A idéia da verdade foi entendida, desde os antigos, com base na confiança depositada nos sentidos. Sempre se aceitou que estes tinham uma natural capacidade de receptividade das coisas. A pura apreensão da verdade era tida ainda como uma forma do olhar. O que ocorreu modernamente é que um instrumento veio demonstrar que não se devia confiar no testemunho dos sentidos para apreender-se a realidade, pois, como disse Descartes, "é de prudência nunca se fiar inteiramente em quem já nos enganou uma vez.

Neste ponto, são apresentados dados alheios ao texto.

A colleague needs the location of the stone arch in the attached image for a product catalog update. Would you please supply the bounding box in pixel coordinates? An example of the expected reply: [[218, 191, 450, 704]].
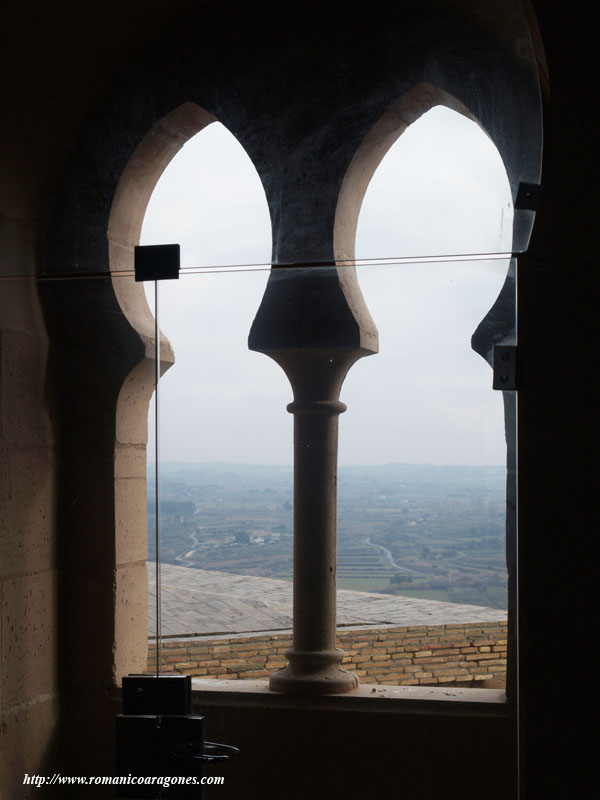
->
[[41, 2, 540, 700], [334, 82, 532, 694], [334, 83, 487, 263]]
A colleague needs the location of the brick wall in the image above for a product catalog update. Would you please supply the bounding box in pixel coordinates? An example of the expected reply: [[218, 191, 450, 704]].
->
[[148, 621, 506, 687]]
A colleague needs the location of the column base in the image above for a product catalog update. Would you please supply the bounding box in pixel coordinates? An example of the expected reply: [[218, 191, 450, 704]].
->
[[269, 648, 358, 695]]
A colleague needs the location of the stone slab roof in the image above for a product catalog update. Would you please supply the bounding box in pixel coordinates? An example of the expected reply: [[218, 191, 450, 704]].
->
[[148, 562, 506, 636]]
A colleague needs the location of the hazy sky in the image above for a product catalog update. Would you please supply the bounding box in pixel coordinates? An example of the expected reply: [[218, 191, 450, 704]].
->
[[142, 107, 512, 464]]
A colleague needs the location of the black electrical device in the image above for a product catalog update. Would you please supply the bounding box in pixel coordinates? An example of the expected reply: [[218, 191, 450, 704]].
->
[[116, 675, 239, 800]]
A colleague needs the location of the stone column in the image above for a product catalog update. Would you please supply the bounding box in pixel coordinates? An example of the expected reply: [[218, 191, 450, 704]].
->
[[249, 267, 377, 694]]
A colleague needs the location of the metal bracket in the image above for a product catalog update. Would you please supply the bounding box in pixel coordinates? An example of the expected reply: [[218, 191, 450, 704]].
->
[[515, 183, 542, 211], [134, 244, 180, 281], [492, 344, 519, 392]]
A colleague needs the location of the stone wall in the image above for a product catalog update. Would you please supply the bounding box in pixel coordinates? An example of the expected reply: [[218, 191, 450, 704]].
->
[[148, 621, 507, 687]]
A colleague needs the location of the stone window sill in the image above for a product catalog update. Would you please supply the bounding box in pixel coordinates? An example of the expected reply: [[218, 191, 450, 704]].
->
[[192, 678, 514, 716]]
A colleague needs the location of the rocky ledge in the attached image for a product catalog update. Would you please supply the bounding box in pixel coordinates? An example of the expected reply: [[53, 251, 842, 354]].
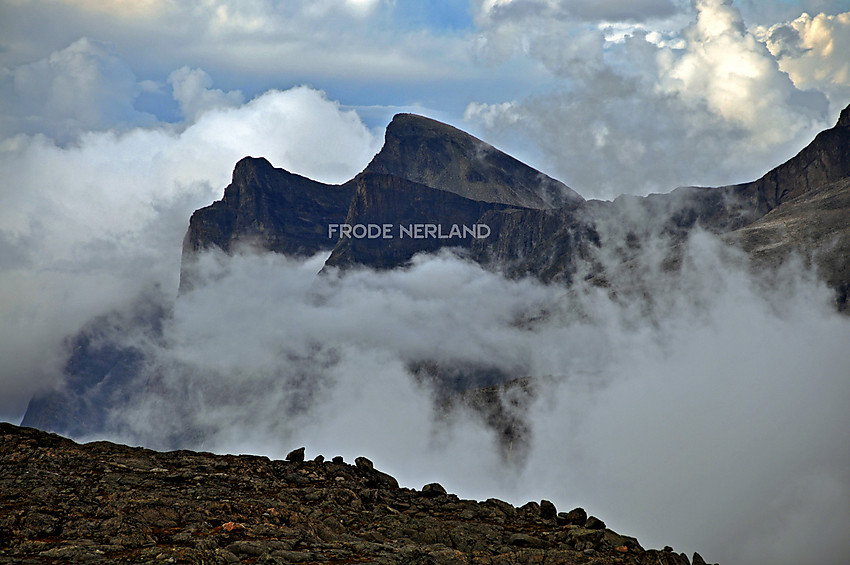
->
[[0, 423, 704, 565]]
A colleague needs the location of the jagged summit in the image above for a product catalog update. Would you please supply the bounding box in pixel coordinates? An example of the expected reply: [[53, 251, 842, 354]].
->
[[364, 114, 583, 209]]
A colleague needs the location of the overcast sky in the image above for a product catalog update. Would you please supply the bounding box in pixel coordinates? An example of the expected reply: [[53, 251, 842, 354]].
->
[[0, 0, 850, 564], [0, 0, 850, 198]]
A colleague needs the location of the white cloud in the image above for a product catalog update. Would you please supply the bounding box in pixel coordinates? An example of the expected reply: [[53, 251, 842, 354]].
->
[[66, 230, 850, 565], [757, 12, 850, 108], [661, 0, 826, 148], [0, 82, 380, 415], [466, 0, 837, 198], [475, 0, 678, 22], [0, 38, 153, 139], [168, 67, 243, 122]]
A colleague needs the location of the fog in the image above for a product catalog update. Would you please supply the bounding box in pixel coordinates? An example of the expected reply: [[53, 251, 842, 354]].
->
[[66, 227, 850, 564]]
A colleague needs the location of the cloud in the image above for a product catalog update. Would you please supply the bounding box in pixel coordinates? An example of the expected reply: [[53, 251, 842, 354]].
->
[[0, 38, 154, 139], [0, 82, 380, 418], [757, 12, 850, 108], [477, 0, 678, 22], [465, 0, 837, 198], [63, 230, 850, 564], [168, 67, 243, 122]]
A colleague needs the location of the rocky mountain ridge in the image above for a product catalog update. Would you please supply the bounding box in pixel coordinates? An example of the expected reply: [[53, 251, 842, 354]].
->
[[181, 106, 850, 300], [22, 106, 850, 437], [0, 423, 716, 565]]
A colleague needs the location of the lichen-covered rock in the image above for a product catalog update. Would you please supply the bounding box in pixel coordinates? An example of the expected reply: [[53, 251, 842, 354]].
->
[[0, 423, 712, 565]]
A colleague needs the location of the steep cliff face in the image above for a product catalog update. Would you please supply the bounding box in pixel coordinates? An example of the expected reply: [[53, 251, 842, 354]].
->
[[326, 172, 505, 269], [180, 157, 354, 291], [19, 107, 850, 446], [734, 106, 850, 215]]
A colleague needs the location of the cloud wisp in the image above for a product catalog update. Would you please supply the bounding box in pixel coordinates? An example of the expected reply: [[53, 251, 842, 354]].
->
[[466, 0, 850, 199], [0, 82, 380, 419], [63, 229, 850, 564]]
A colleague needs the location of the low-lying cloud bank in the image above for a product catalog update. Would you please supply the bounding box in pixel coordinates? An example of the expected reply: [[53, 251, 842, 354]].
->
[[63, 234, 850, 564], [0, 82, 381, 421]]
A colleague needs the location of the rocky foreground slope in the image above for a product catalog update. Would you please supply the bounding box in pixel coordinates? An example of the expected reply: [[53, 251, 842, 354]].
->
[[0, 423, 705, 565]]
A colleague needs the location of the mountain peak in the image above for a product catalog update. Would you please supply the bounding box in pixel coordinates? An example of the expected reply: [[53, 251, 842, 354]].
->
[[835, 105, 850, 128], [364, 114, 583, 209]]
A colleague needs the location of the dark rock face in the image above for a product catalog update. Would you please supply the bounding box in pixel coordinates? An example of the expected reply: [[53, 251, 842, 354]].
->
[[327, 173, 504, 269], [181, 108, 850, 296], [0, 423, 716, 565], [739, 106, 850, 214], [364, 114, 583, 209], [23, 107, 850, 457], [180, 157, 354, 290]]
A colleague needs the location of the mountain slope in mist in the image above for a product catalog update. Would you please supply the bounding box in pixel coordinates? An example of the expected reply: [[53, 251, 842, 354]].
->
[[23, 103, 850, 435], [14, 103, 850, 565]]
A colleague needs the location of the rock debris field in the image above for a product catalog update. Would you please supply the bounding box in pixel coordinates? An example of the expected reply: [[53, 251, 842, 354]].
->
[[0, 423, 716, 565]]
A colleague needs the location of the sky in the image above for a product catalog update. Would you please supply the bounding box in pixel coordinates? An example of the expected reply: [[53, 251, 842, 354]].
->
[[0, 0, 850, 564]]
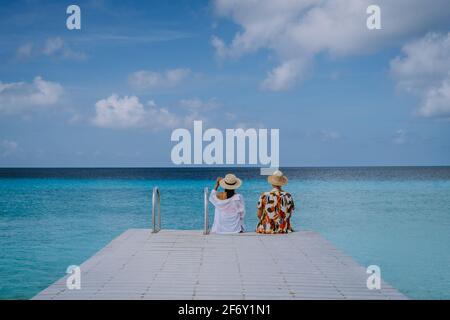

A afirmação de Descartes indica, para Hannah Arendt, que um novo ponto de partida estava sendo definido para o pensamento da modernidade. Ao contrário da confiança nos sentidos, impunha-se como experiência primeira e mais significativa duvidar de tudo. Descartes também propôs o roteiro especificamente moderno de superação desta experiência inicial, que consistiu no apelo à introspecção. Já que não há nenhum dado em que possa confiar, a consciência deve voltar-se para si e investigar seu próprio conteúdo, pois, então, ao menos uma certeza pode ser alcançada -a de que, ao duvidar, eu penso e, ao pensar, existo ao menos como coisa pensante. A importância atribuída por Descartes à introspecção determinou os rumos do pensamento moderno. O recurso a ela havia sido concebido como meio de superação das incertezas provocadas pela desconfiança nos sentidos. No entanto, a partir dela não mais se teve a garantia de que, ao referir-se às coisas objetivas, não se estivesse apenas referindo a uma projeção da consciência.
A mentalidade moderna, em suas primeiras manifestações, comportou o desprestígio da contemplação e a valorização da capacidade humana da fabricação como fonte do conhecimento. Uma vez que não se pode conhecer o que é dado aos sentidos, ou alcançar a realidade de alguma coisa que seja independente do ponto de vista do sujeito, pode-se esperar conhecer aquilo que é fabricado pelo homem.